Junio 3 de 2012 - 2:55 pm



No ha sido bueno el comienzo del año para la actividad edificadora en Colombia.

En el primer trimestre del 2012, la solicitud de licencias de construcción tuvo una caída del 22 por ciento, después de varios periodos de auge. Si bien existen todavía un buen número de iniciativas en marcha, suena inquietante que una actividad que venía bien –y que es clave para la generación de empleo y varios encadenamientos productivos– empiece a mostrar síntomas de agotamiento.

El parte es particularmente grave en Bogotá, que tiene el peso más grande en el agregado nacional.

En lo que hace a la capital, el desplome ha sido significativo, sobre todo en el segmento de la vivienda, en el que la reducción hasta marzo fue del 56 por ciento. Si se miran los datos en unidades, relativos a lanzamiento de proyectos, iniciaciones de obras, ventas y nuevas ofertas, el balance también es preocupante.

Peor aún, las cifras mes a mes hacen pensar que el frenazo en la capital ha sido particularmente fuerte en los últimos meses.

Aunque para explicarlo existen diferentes teorías que van desde la crisis económica global, hasta el agotamiento de la partida que existía para subsidios gubernamentales a la tasa de interés, los conocedores del tema sostienen que la gran culpa recae en las señales contradictorias enviadas por la administración de Gustavo Petro.

Como es bien conocido, el actual inquilino del Palacio Liévano es un convencido de la necesidad de impulsar una mayor densificación de la ciudad. Bajo ese punto de vista, hace más lógica utilizar la infraestructura urbana existente para que el desarrollo inmobiliario tenga lugar donde ya existen calles y servicios públicos, que en zonas apartadas.

De tal manera, el burgomaestre se ha comprometido a la construcción de 70.000 Viviendas de Interés Prioritario (VIP) –con precio inferior a los 40 millones de pesos– de las cuales la mitad se harían en lo que se conoce como el centro ampliado.

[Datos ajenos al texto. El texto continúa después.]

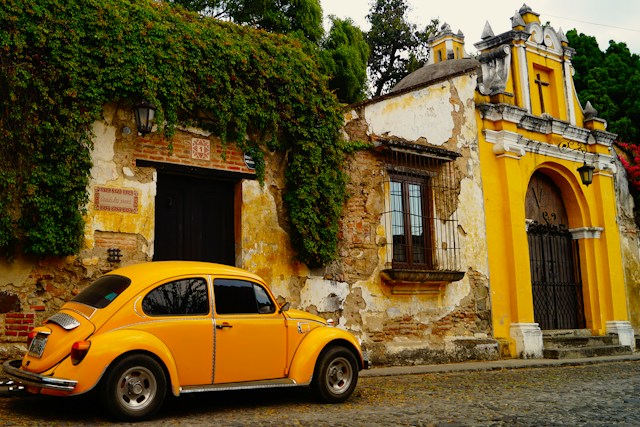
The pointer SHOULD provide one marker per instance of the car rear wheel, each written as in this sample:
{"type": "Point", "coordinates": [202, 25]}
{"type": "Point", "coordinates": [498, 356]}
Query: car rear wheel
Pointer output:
{"type": "Point", "coordinates": [134, 388]}
{"type": "Point", "coordinates": [336, 375]}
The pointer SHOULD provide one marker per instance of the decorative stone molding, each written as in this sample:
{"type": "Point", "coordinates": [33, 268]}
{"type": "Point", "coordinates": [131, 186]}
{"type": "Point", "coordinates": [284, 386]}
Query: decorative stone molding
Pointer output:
{"type": "Point", "coordinates": [496, 66]}
{"type": "Point", "coordinates": [528, 338]}
{"type": "Point", "coordinates": [586, 232]}
{"type": "Point", "coordinates": [506, 144]}
{"type": "Point", "coordinates": [624, 331]}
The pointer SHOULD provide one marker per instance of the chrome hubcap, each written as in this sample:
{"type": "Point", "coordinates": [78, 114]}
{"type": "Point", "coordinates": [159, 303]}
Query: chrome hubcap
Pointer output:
{"type": "Point", "coordinates": [136, 388]}
{"type": "Point", "coordinates": [339, 375]}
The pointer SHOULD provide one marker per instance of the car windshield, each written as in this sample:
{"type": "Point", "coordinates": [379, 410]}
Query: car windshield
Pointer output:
{"type": "Point", "coordinates": [103, 291]}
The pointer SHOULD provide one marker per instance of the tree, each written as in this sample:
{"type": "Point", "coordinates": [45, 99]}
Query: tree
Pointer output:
{"type": "Point", "coordinates": [302, 18]}
{"type": "Point", "coordinates": [610, 80]}
{"type": "Point", "coordinates": [397, 47]}
{"type": "Point", "coordinates": [345, 53]}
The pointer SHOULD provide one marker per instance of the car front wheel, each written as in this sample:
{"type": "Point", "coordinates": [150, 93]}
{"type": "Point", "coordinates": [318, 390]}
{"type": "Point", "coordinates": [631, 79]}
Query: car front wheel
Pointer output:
{"type": "Point", "coordinates": [336, 375]}
{"type": "Point", "coordinates": [134, 388]}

Semejante propósito es loable.

Resulta imposible oponerse a una idea que trae implícito un propósito de renovación y de equidad, cuya concreción beneficiaría a un inmenso número de familias de menores ingresos.

El problema es que mientras promueve esa política, el Alcalde ha decidido ponerle presión a otras iniciativas en marcha.

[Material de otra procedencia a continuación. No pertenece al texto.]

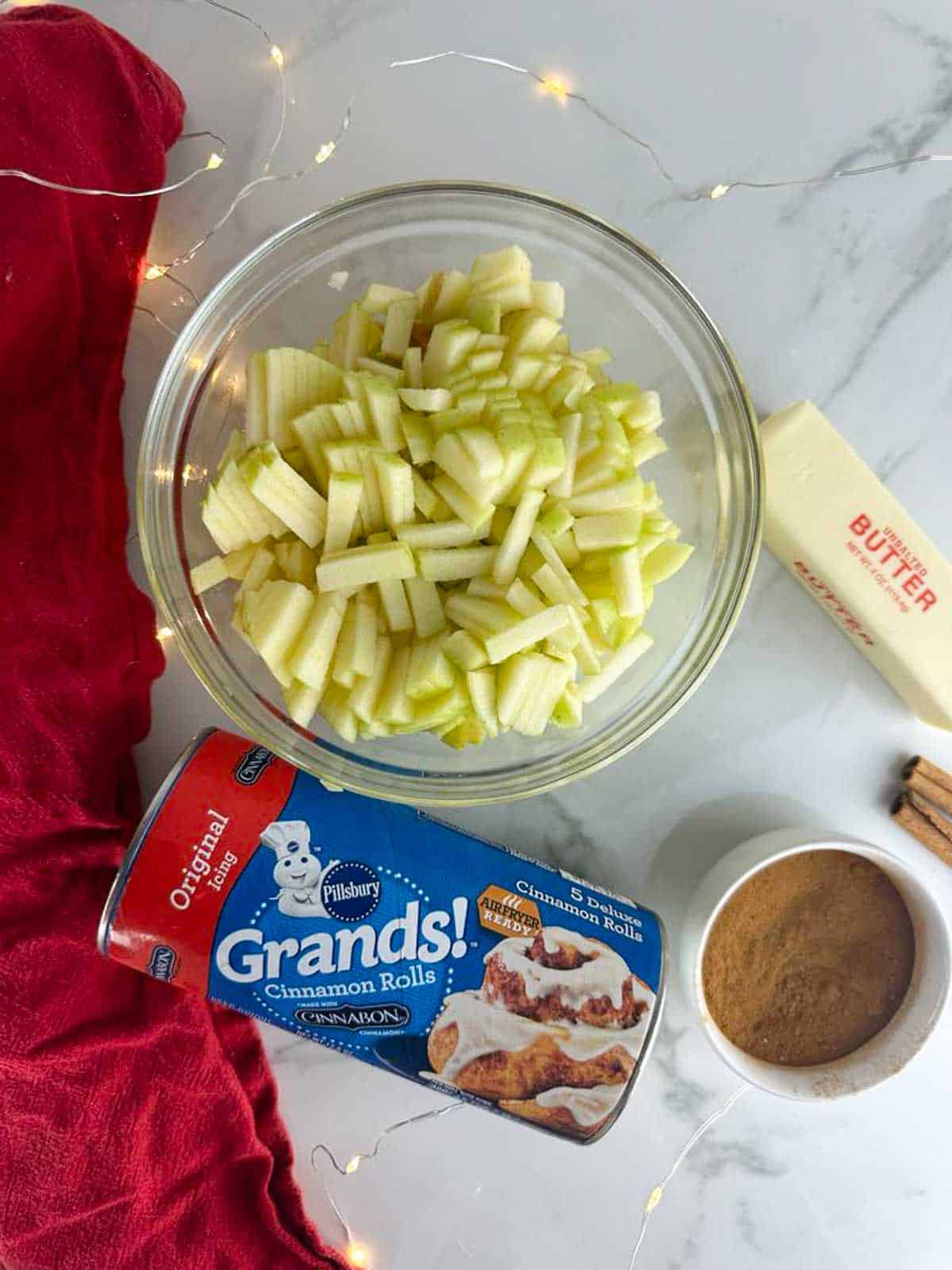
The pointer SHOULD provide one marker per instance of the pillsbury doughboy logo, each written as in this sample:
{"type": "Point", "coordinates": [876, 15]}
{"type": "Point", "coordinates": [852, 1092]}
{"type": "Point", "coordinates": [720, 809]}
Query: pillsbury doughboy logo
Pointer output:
{"type": "Point", "coordinates": [298, 872]}
{"type": "Point", "coordinates": [349, 891]}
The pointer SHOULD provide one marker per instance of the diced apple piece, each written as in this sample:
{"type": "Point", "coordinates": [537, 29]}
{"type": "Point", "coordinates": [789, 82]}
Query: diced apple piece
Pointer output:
{"type": "Point", "coordinates": [355, 334]}
{"type": "Point", "coordinates": [524, 600]}
{"type": "Point", "coordinates": [484, 315]}
{"type": "Point", "coordinates": [479, 616]}
{"type": "Point", "coordinates": [380, 298]}
{"type": "Point", "coordinates": [647, 448]}
{"type": "Point", "coordinates": [486, 588]}
{"type": "Point", "coordinates": [446, 533]}
{"type": "Point", "coordinates": [467, 732]}
{"type": "Point", "coordinates": [517, 537]}
{"type": "Point", "coordinates": [484, 361]}
{"type": "Point", "coordinates": [285, 493]}
{"type": "Point", "coordinates": [351, 418]}
{"type": "Point", "coordinates": [555, 562]}
{"type": "Point", "coordinates": [429, 672]}
{"type": "Point", "coordinates": [418, 436]}
{"type": "Point", "coordinates": [221, 522]}
{"type": "Point", "coordinates": [296, 560]}
{"type": "Point", "coordinates": [259, 571]}
{"type": "Point", "coordinates": [476, 514]}
{"type": "Point", "coordinates": [537, 708]}
{"type": "Point", "coordinates": [393, 706]}
{"type": "Point", "coordinates": [336, 710]}
{"type": "Point", "coordinates": [311, 658]}
{"type": "Point", "coordinates": [295, 381]}
{"type": "Point", "coordinates": [372, 503]}
{"type": "Point", "coordinates": [608, 530]}
{"type": "Point", "coordinates": [448, 347]}
{"type": "Point", "coordinates": [568, 709]}
{"type": "Point", "coordinates": [570, 433]}
{"type": "Point", "coordinates": [359, 567]}
{"type": "Point", "coordinates": [452, 295]}
{"type": "Point", "coordinates": [301, 702]}
{"type": "Point", "coordinates": [366, 694]}
{"type": "Point", "coordinates": [209, 575]}
{"type": "Point", "coordinates": [517, 679]}
{"type": "Point", "coordinates": [257, 398]}
{"type": "Point", "coordinates": [397, 487]}
{"type": "Point", "coordinates": [482, 694]}
{"type": "Point", "coordinates": [413, 368]}
{"type": "Point", "coordinates": [384, 408]}
{"type": "Point", "coordinates": [236, 562]}
{"type": "Point", "coordinates": [465, 651]}
{"type": "Point", "coordinates": [620, 495]}
{"type": "Point", "coordinates": [277, 622]}
{"type": "Point", "coordinates": [530, 332]}
{"type": "Point", "coordinates": [425, 400]}
{"type": "Point", "coordinates": [456, 563]}
{"type": "Point", "coordinates": [397, 327]}
{"type": "Point", "coordinates": [664, 562]}
{"type": "Point", "coordinates": [425, 606]}
{"type": "Point", "coordinates": [615, 667]}
{"type": "Point", "coordinates": [257, 520]}
{"type": "Point", "coordinates": [344, 495]}
{"type": "Point", "coordinates": [546, 465]}
{"type": "Point", "coordinates": [549, 298]}
{"type": "Point", "coordinates": [625, 568]}
{"type": "Point", "coordinates": [645, 414]}
{"type": "Point", "coordinates": [528, 632]}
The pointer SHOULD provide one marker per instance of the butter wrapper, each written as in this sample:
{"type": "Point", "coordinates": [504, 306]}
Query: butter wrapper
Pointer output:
{"type": "Point", "coordinates": [860, 554]}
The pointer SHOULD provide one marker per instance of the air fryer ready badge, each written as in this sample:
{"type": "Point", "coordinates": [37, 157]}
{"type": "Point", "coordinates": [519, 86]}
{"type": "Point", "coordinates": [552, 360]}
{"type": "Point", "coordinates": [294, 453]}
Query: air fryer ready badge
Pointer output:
{"type": "Point", "coordinates": [387, 935]}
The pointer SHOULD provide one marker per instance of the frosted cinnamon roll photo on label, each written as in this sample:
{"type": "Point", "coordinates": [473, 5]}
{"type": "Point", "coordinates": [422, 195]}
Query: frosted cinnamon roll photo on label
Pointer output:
{"type": "Point", "coordinates": [384, 933]}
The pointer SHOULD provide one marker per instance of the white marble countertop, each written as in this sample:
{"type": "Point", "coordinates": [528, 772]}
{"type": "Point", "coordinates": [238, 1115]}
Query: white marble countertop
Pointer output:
{"type": "Point", "coordinates": [839, 292]}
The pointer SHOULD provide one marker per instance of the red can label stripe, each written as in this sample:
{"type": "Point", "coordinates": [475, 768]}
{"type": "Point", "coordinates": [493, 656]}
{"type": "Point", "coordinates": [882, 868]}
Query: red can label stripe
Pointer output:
{"type": "Point", "coordinates": [200, 842]}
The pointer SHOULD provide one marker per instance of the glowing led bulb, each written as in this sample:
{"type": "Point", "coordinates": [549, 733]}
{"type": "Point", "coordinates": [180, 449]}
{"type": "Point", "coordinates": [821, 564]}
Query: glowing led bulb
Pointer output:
{"type": "Point", "coordinates": [556, 87]}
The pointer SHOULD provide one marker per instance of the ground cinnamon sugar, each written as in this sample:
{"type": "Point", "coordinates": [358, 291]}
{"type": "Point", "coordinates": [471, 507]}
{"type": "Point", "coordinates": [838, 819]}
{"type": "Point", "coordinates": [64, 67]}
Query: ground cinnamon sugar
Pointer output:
{"type": "Point", "coordinates": [809, 959]}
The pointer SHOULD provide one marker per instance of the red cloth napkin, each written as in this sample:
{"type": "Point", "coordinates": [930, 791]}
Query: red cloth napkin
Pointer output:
{"type": "Point", "coordinates": [137, 1127]}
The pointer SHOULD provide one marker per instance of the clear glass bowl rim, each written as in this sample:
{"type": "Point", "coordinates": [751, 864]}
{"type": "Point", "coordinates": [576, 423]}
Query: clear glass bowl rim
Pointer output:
{"type": "Point", "coordinates": [263, 722]}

De tal manera, el servicio de acueducto y la conexión a las redes de alcantarillado han sido utilizados como un mecanismo particularmente efectivo para bloquear proyectos, sobre todo en el norte de la ciudad. Sin una garantía firme en ese sentido, no hay constructor serio que decida comenzar una obra, lo cual pone en entredicho una zona en la que se podrían hacer 71.000 viviendas en los próximos años.

Como si lo anterior fuera poco, un artículo del recién aprobado Plan de Desarrollo exige que un porcentaje de hasta el 30 por ciento de cualquier edificación nueva se destine a VIP.

Existe la opción de que el promotor de la misma pague una suma que iría a un fondo distrital, pero dicha exigencia incrementa sustancialmente el costo de cualquier emprendimiento.

Para completar el panorama, hay que mencionar el suministro de agua en bloque a los municipios de la Sabana, que tiene en entredicho unas 170.000 viviendas. A pesar de que en sus declaraciones más recientes Petro ha dicho que varios macroproyectos de vivienda popular no tienen nada que temer y que en otros casos la Empresa de Acueducto de Bogotá podría hacer directamente la labor de facturación, es indudable que las señales no son las más indicadas.

Debido a ello, se ha producido un enfriamiento notorio, en un motor clave para la actividad regional.

Pero sin duda lo más grave es que el Alcalde puede quedarse con el pecado y sin el género.

De tal manera, si los planes de revitalización del centro se demoran, lo que pasará es que el déficit de vivienda será mucho mayor que el actual, mientras los precios aumentan debido a la estrechez de la oferta, con lo cual quienes pagarán los platos rotos serán, tristemente, los más pobres.